The legality of attempts to breach the Gaza maritime blockade will remain contested. Israel cites security imperatives and past weapons smuggling to justify interdictions far from shore. Activists point to international humanitarian law and the need to break what they call a siege depriving civilians of medical supplies and food. Even among sympathetic European publics, the strategy of flotillas has always been divisive: powerful as spectacle, limited in practical relief, risky for participants, and almost certain to end in detention or deportation.
What is not contested is the human churn that follows each interception: the interviews, the holding cells, the hurried phone calls, the choice thrust on detainees to sign deportation papers or brace for months of hearings. In that churn are Italian doctors who say they boarded out of professional duty, students who saw a rite of passage in civil disobedience, and journalists who argue that witnessing is its own form of aid. Their stories — and any allegations of abuse — will likely surface as they disembark and speak freely.
Back in Rome, the four parliamentarians face a paradox familiar to public figures who step into activist roles. Their presence amplified the mission and perhaps hastened their own release. Whether it will shorten the ordeal for those left behind is less clear. In the days ahead, their influence will be measured less by what they endured at sea than by what they can negotiate on land: pressure for due process, medical access, swift deportations for those who choose it, and robust documentation for those alleging mistreatment.

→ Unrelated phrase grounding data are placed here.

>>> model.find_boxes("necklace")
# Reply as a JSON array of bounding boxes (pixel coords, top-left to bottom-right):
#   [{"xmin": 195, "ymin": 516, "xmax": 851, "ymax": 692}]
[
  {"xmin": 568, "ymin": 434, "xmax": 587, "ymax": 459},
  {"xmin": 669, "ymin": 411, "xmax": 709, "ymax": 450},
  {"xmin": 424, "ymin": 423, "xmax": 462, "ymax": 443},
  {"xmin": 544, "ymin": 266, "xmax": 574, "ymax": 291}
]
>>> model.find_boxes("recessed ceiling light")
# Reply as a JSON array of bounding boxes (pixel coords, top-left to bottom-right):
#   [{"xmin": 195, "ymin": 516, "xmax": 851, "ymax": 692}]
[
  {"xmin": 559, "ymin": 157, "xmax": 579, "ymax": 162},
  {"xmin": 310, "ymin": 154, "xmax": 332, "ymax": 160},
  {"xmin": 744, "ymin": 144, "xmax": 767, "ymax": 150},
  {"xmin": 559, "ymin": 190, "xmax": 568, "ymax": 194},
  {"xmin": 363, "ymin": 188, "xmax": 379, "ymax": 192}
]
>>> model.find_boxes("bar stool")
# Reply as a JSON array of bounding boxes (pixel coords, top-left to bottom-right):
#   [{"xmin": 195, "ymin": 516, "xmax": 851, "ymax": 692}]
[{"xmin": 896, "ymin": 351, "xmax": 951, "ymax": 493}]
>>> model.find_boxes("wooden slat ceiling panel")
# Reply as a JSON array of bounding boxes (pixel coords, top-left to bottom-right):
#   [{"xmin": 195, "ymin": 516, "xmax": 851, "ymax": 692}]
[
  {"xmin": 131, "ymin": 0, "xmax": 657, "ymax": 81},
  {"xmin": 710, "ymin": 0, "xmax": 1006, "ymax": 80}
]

The flotilla’s afterlife will unfold on multiple fronts — consular, legal, political. A second convoy, launched from Italian waters, is already en route, underscoring that even decisive interdictions do not close the book. For families refreshing flight trackers and watching livestreams from airport arrival halls, the debate over tactics and optics recedes behind a simpler hope: to count their loved ones among the next to step through the sliding doors.
For now, the image that lingers is the split‑screen of a movement: on one side, lawmakers whisked through passport control into waiting arms; on the other, compatriots staring at fluorescent ceilings in a desert detention center, their fate determined by signatures on forms and the velocity of international diplomacy.